When Web 2.0 goes wrong – Part 2

Here’s the second part of my rundown of Webware’s “best web apps“. Check out the first installment if you haven’t already. Here are the offenders:

Windows Live Hotmail: In other words, Hotmail. All the power to the guy who invented Hotmail and blew open the doors to internet communication, its just too bad Microsoft has since ruined Hotmail by first a) not improving it for the first five years after acquiring it and b) by handing the renovation project over to a bunch of monkeys who insist on making it look more like Windows, only slower. Just like anything else webby, Microsoft was late in pumping out a proper email platform and when it finally did, it forgot to copy Gmail properly. Instead it took the approach of copying Gmail and at the same time keeping components of the already crappy Hotmail intact. Bad move. I don’t want to right click to select multiple messages, we do that with checkboxes on the web. The Spam filtering is still brutal and the emails that you actually want to receive end up in the Junk folder (something that has NEVER happened to me with Gmail) or you’re forced to click pointless buttons like “Show Content” and “Mark as Safe” even for emails sent by your Mom. The interface shifts more often than Alberto Gonzales and 20% of the screen is taken up by an ad. The concept of tags still hasn’t caught on and you’re forced into segregating content into folders. If you have any integrity you should stop using Hotmail.

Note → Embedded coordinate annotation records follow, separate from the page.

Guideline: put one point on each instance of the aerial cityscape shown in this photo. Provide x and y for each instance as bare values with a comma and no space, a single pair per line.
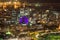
29,20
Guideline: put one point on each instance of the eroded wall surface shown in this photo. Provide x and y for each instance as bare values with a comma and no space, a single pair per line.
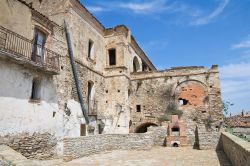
198,86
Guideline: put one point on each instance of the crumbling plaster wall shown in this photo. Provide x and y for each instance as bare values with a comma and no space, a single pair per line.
10,18
17,111
148,91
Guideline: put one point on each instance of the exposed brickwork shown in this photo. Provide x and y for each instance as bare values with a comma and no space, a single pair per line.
194,93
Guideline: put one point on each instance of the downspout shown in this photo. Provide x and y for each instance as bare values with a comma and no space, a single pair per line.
77,83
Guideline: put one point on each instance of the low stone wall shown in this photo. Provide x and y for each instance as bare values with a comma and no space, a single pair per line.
87,145
36,146
236,149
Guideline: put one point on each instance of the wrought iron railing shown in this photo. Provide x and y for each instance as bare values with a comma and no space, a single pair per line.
92,107
18,45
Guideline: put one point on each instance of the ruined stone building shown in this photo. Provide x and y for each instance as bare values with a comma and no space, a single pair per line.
123,91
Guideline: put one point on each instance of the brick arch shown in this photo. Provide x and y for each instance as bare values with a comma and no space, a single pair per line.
142,127
191,93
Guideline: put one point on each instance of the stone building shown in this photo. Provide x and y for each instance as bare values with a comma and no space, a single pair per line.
123,91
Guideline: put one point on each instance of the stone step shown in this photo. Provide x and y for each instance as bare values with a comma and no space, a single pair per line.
11,156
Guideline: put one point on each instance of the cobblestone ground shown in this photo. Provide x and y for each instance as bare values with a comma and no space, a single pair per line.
161,156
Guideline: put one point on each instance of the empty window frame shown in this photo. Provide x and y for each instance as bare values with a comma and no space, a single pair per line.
83,130
38,46
36,89
183,101
138,108
90,49
112,57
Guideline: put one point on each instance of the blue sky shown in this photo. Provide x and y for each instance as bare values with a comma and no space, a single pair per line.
190,33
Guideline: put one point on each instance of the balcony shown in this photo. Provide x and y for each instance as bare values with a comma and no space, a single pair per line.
92,108
24,51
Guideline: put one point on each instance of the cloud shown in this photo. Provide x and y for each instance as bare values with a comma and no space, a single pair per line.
242,44
236,70
96,9
144,7
211,16
235,81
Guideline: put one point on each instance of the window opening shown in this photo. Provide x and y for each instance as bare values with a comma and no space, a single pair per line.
112,57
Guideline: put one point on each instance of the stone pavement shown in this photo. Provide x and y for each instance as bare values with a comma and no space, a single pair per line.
158,156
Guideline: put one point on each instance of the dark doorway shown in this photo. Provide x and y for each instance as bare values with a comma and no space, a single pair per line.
112,57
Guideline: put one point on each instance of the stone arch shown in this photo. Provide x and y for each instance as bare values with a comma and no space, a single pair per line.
136,64
191,93
142,128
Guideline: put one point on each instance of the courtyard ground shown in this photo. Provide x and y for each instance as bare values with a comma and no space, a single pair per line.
158,156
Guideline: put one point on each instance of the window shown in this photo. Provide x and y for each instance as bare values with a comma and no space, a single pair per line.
112,57
138,108
36,89
38,46
90,96
90,49
83,130
136,65
183,101
144,67
175,131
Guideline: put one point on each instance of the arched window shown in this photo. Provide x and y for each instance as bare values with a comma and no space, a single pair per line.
136,65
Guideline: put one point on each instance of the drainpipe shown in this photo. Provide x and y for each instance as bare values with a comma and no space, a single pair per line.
77,83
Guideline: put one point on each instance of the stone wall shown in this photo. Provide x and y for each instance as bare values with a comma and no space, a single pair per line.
236,149
84,146
207,139
154,91
38,146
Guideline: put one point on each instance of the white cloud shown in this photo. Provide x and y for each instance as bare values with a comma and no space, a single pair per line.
235,81
144,7
96,9
242,44
211,16
236,70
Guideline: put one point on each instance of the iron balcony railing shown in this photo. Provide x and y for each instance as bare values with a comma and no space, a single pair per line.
20,46
92,107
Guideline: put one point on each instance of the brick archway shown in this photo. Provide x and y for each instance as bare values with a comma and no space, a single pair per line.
142,128
191,93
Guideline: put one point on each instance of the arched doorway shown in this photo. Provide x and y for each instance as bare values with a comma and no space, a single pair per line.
143,128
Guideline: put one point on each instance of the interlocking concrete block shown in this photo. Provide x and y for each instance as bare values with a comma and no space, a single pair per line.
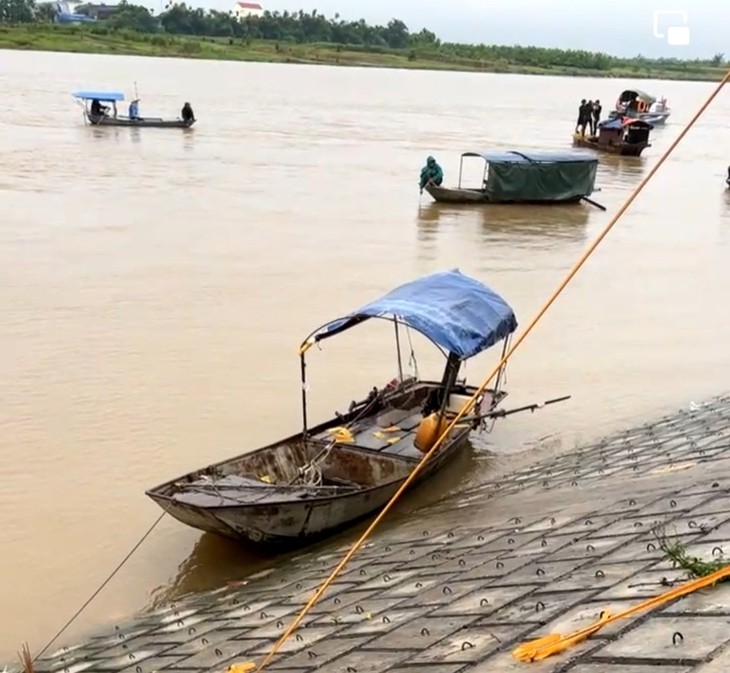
645,584
422,632
671,639
366,661
360,624
316,655
713,600
536,608
495,568
445,593
597,575
504,662
221,655
485,600
470,645
623,668
539,573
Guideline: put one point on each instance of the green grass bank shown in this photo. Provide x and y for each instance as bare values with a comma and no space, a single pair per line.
103,40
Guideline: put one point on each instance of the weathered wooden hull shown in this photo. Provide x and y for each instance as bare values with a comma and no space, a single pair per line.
623,149
95,120
477,196
359,480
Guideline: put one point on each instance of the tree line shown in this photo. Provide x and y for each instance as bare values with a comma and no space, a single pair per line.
315,28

Windows Live Messenger: In other words, MSN. I still have a copy of 4.1 on my machine, see that’s where the product stopped being chatting software and turned into a slow and bloated commercial about other Microsoft services. Throw in links to date.com, some trashy horoscope sites, an MSN Today popup that should never have seen the light of day and you end up with Windows Live Messenger – the crappiest chatting software in the world. It must’ve been a slow year for Webware to select this piece of trash in their top 500. The problem with this thing is that it doesn’t know who its catering to so it tries to please everyone: huge emoticons, whiteboards, limits on how much an be typed, multiple contact groups, bulky user interface, games, celebrity gossip, all send mixes messages to someone who’s just trying to tell his wife to pick up some bread when coming back from work. Death to Messenger.

Flickr: OK, you have to understand that unless you have a pro account Flickr is about as useless as an appendix. Here are some of the restrictions: only three albums allowed, 100MB upload per month and here’s the kicker: You can only display 200 images at any given point! The last restriction pretty much encapsulates the first two rendering the entire product worthless for anyone who takes say 10 pictures a month. So much for the “Flickr loves you” slogan, a more appropriate one would be “Buy the pro account!”. Sure there’s some nice stuff, RSS feeds and of the sort but if you’re going to spend your money, don’t give it to Yahoo, they’re rich enough. Try SmugMug which is vastly superior and run by people who genuinely care about your user experience (use vz6dRtcdUp91g as the coupon code to help a brother out). If you’re too cheap to spend money on photography storage, PhotoBucket is still better than Flickr. They don’t have a great uploader but thanks to the people at Flock, that’s been taken care of.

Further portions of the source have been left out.